I've just read Act I and thought it terrific. There’s lovely language, some characters are feisty -- all powerfully display their natures -- and I’d little trouble with understanding. Orlando forcefully expresses -- in gutsy prose -- his dissatisfaction with the way his elder brother treats him, and shows himself a spirited youth. I find myself respecting his interlocutor, his father’s old servant, Adam, a feeling confirmed when we see how the brother treats him, too, after showing himself vindictive and insulting to Orlando and provoking the latter to show his mettle. This deliciously wicked brother, Oliver, with no redeeming features except reluctantly recognising his brother’s qualities while persisting in his enmity -- implausible, yet I have no trouble accepting that the plot is schematic and conventional -- persuades the soon-to-perform champion wrestler to finish Orlando off when challenged by him, which in the event he fails to, even more implausibly and yet, to me, acceptably, thus establishing Orlando as indeed the courageous gentleman whose denial by his brother appears all the more dastardly.
My one point of confusion arises from the arrival on the stage of another delicious dastard, indistinguishable in his meanness and spite, the Duke, Frederic, who has usurped and banished his brother, the father of the witty Rosalind who, accompanied by her friend Celia, the Duke’s daughter, falls in love with Orlando (and he with her, natch) -- and is now banished, like her father, by the Duke. The loyal and loving Celia, another faultlessly virtuous character, decides to accompany her. Sounds nothing but corny, in fact delightful.
The clown Touchstone has been around, in the company of the girls, and even his clowning was more or less comprehensible and didn’t annoy me.
And, throughout, the verse, as spoken by the noble characters, as opposed to the proley prose of others and of themselves off duty, as it were, is lovely.
So, first take: why do I react so differently this time?

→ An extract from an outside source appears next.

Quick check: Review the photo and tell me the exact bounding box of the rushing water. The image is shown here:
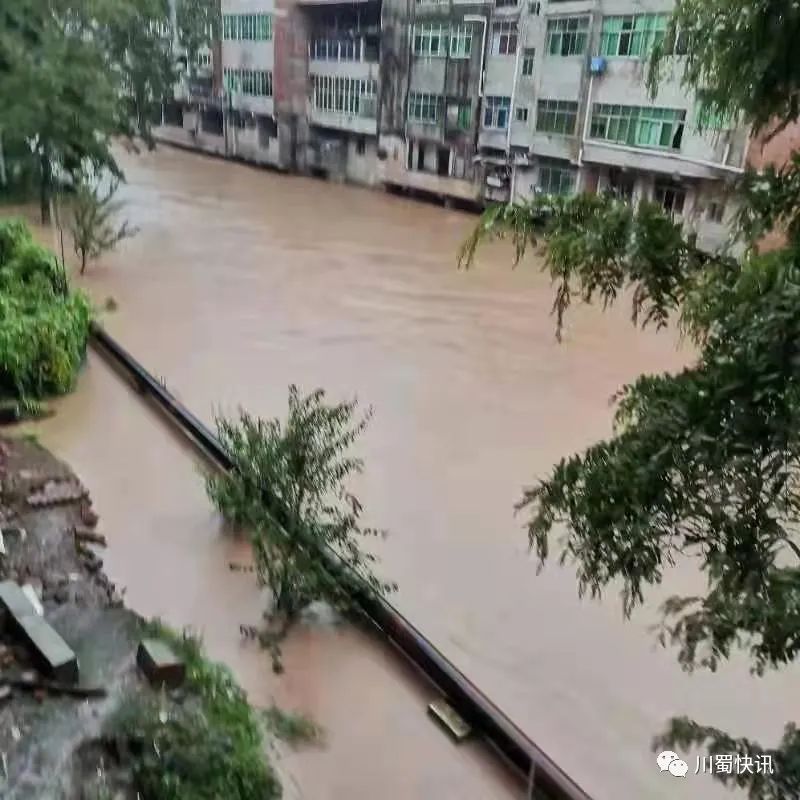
[28,145,794,800]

For a start I'm taking my time, while previously I was racing to get through it before the performance. Perhaps also, in the expectation of that performance, I couldn’t help envisaging how embarrassing and excruciating a bad reading by amateur luvvies might be (not that I’d any good reason to suppose it would be bad, except that the readers would be amateurs).
I think the other reason is that I find myself thinking quite a lot about the teaching of Shakespeare in schools, something I never attempted except for GCE exams, as few of us did in those days. And I was thinking all the time in part of my mind how a stroppy class of, say, year 9 kids would take it -- think of that group Simon Callow made such a hash of teaching in that Jamie Oliver experiment. And I can’t see what it would take, even if the language ceased to be an obstacle, to get them to accept the absurd conventions of the genre -- like accepting that characters sing in operas.
I recall though that at Walworth School in the early 1950s a third year class (year 9 in today’s terminology) did a production of scenes from As You Like It at a drama festival with their English teacher Arthur Harvey. We have a photograph of it and recollections by someone in the class and I have the impression that they loved it. Different kids from Jamie’s, of course, but still poor and working-class.